Patients who experience allergic contact dermatitis may need to discontinue gel treatment permanently, while those with irritant contact dermatitis can often continue treatment or restart treatment after a brief interruption, depending on the severity of the reaction. The association seen between dermatitis and response highlights the importance of continuing treatment with chlormethine gel with a modified application schedule and/or the addition of topical corticosteroids, which can help patients to remain on treatment [19, 25, 26].

The results of the current post-hoc analysis need to be interpreted with some caution, as several criteria (e.g., controlled treatment schedule, concentration of chlormethine gel, no concomitant treatment allowed) do not necessarily reflect regular clinical practice. In real-world practice, chlormethine gel is regularly used at different treatment frequencies and in combination with various topical and systemic therapies [18, 27, 28]. In addition, AEs were classified per Medical Dictionary for Regulatory Activities preferred terms during study 201 and 202. Only those skin-related reactions termed contact dermatitis were included for the association analysis. In practice, it can be difficult to define contact dermatitis and clearly distinguish it from other skin reactions such as erythema and skin irritation. It is possible, therefore, that the number of patients with contact dermatitis was underestimated in this analysis. Patch tests are normally used in clinical practice to estimate and evaluate the type of contact dermatitis, but this was not mandatory during these two studies.
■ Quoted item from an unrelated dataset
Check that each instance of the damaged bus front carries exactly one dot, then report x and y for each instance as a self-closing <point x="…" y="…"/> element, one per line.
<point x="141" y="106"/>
In conclusion, this post-hoc analysis of study 201 and study 202 shows that patients who used chlormethine gel during both the 12-month period of study 201 and the 7-month extension period of study 202 had faster and more improved CAILS responses than patients who used chlormethine ointment during study 201. As the development of contact dermatitis may be a prognostic factor for response, patients should be maintained on chlormethine gel treatment when this AE occurs, through treatment adjustments frequency or combining chlormethine gel treatment with corticosteroids, when possible.

Supplementary Information

Below is the link to the electronic supplementary material.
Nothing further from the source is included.